Finsbury Park would no longer be ours and letting go was proving to be more painful than I anticipated.

The memories we shared in the house would always be with us but sometimes, memories feel more real in the place they happened in. I never went back to Don's house for that very reason. My memory of those years was vivid enough already.

"Sasha? Nadia wants to know if you're taking the lamp from the sitting room."

"Oh, she's getting that lamp over my dead body!" Harry laughed beside me. He swot my backside.

"You better get back inside, Angel. I'll see if William wants a hand taking Nadia's bed apart."

We went back inside, Harry going upstairs while I went to the living room to fight Nadia over the lamp. We spent every daylight hour, and a few hours into the night, to move everything.
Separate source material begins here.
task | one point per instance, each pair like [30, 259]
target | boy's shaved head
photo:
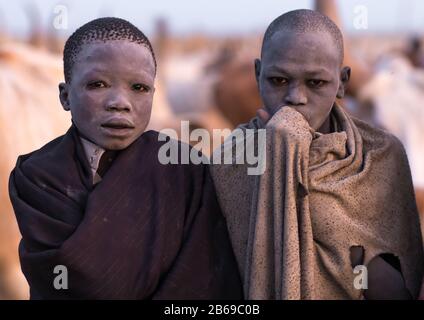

Harry and William had tried to get us to use professional movers but we'd moved ourselves in, and we were determined to leave the same way. There was something satisfying about it.

The cleaning, however? We let them contract that out. Nobody likes to clean walls with sugar soap or clean tile grout with a toothbrush.

Our day ended at Gen's, starting to unpack and set up the bare essentials. Her bed was put back together in record time and when the fridge was plugged in, Liam and Nadia left to get take-away for dinner while the rest of us started on the living room.

"I think I mislabelled some boxes."

We were standing in the living room of Gen's new flat. Harry and I turned our heads in Gen's direction. She moved on from the box she just opened and onto the next. "Oh, yep. Definitely did."